I installed audio because there’s a need, I feel it personally, and I don’t wait around. That’s why I’m writing this post immediately after – I couldn’t leave it until morning.

(Note: This is a trial on the English version only. The free plugin allows five posts a month, which is limiting given my obsessiveness and my need to fill time and connect with others. I’ll test it and upgrade if the feedback is that this actually works so please let me know. If anyone knows a better, affordable way to add audio – legally – please share. I have enabled this post and the one on toothpaste as a starter and will try to enable the next three English versions and then upgrade).

*Reference: Profiles of personality and resilience in chronic pain: utility of the CD-RISC-10 to discriminate between resilient and vulnerable types (J. Soriano & V. Monsalve). Their descriptions of the categories are Neuroticism (N) (vulnerability, anxiety, depression), Extraversion (E) (gregariousness, excitement seeking, positive emotions), Openness ( O) (fantasy, values, tolerance to the unconventional), Agreeableness (A) (straightforwardness, trust, honesty) and Conscientiousness (C) (order, dutifulness, self discipline)

Hello! I am Ben Lazarus

Originally diagnozed with Parkinson’s it has sadly turned into PSP a more aggressive cousin. I am 50 and have recently retired but enough of the sob story – I am a truly blessed person who would not swap with anyone on the planet, principally because I have the best wife and kids in the world (I am of course completely objective :-)). Anyway I am recording via the Blog my journey as therapy to myself, possibly to give a glimpse into my life for others who deal with similar situations and of course those who know me.

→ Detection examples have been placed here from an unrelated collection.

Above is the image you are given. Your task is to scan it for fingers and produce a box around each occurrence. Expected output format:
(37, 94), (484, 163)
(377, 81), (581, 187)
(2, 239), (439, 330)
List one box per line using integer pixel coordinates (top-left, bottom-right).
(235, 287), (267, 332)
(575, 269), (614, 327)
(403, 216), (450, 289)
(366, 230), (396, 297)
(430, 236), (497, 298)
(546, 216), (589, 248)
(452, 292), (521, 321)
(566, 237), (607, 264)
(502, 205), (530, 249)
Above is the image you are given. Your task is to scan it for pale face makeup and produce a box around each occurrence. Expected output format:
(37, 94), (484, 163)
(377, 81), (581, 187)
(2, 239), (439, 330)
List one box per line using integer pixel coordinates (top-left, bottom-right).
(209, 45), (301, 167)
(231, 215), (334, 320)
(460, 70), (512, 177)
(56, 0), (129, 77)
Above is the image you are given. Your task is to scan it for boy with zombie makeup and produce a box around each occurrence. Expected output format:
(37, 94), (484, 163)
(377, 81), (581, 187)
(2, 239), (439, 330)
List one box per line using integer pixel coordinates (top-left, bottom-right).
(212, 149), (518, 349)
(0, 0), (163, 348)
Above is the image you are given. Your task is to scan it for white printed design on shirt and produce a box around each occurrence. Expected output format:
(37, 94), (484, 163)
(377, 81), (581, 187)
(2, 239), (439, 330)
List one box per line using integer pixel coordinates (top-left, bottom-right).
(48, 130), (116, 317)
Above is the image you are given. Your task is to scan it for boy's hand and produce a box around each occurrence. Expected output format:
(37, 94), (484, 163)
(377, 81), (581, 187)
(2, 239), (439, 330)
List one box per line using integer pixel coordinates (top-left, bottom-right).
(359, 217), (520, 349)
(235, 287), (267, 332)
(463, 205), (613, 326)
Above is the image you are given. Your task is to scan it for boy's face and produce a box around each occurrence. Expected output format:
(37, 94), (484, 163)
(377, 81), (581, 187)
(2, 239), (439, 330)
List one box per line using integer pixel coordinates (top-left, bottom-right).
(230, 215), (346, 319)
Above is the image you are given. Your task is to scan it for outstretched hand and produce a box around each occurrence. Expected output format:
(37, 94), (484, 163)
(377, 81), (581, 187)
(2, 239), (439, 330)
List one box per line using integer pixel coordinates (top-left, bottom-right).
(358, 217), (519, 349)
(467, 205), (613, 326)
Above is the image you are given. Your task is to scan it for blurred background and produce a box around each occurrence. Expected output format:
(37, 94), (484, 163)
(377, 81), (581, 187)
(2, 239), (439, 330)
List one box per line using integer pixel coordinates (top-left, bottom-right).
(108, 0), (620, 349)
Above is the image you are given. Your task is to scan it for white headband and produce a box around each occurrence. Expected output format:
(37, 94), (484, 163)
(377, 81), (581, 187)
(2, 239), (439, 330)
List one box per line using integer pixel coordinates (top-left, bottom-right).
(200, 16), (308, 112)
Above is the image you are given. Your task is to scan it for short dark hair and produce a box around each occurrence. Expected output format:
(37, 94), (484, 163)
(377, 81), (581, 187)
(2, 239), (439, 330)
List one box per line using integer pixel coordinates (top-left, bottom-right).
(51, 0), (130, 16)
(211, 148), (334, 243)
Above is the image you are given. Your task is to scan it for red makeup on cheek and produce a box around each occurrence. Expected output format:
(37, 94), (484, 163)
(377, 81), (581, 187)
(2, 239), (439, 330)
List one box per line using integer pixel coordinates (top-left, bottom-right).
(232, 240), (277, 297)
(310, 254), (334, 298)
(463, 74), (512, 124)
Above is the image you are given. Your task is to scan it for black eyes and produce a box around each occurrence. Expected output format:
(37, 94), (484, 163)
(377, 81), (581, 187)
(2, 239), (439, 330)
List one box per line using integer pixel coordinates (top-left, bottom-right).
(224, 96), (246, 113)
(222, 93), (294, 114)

Use the QR code or click on it to get a link to the Whatsapp Group that posts updates I hope this is helpful in some way

One Response

  1. Thank you for your daily updates and uplifting posts. Usually, after a long day of caring for my husband who seems to be at a similar stage of PSP to you, I turn on my computer and read your posts. I read some of them to my husband the following day. It stops me feeling so alone. So often, your comments mirror what I am thinking and what my husband is struggling with. Unfortunately, PSP has started to affect my husband’s mental capacity. Coupled with problems of seeing computer and phone screens easily, he is becoming very isolated.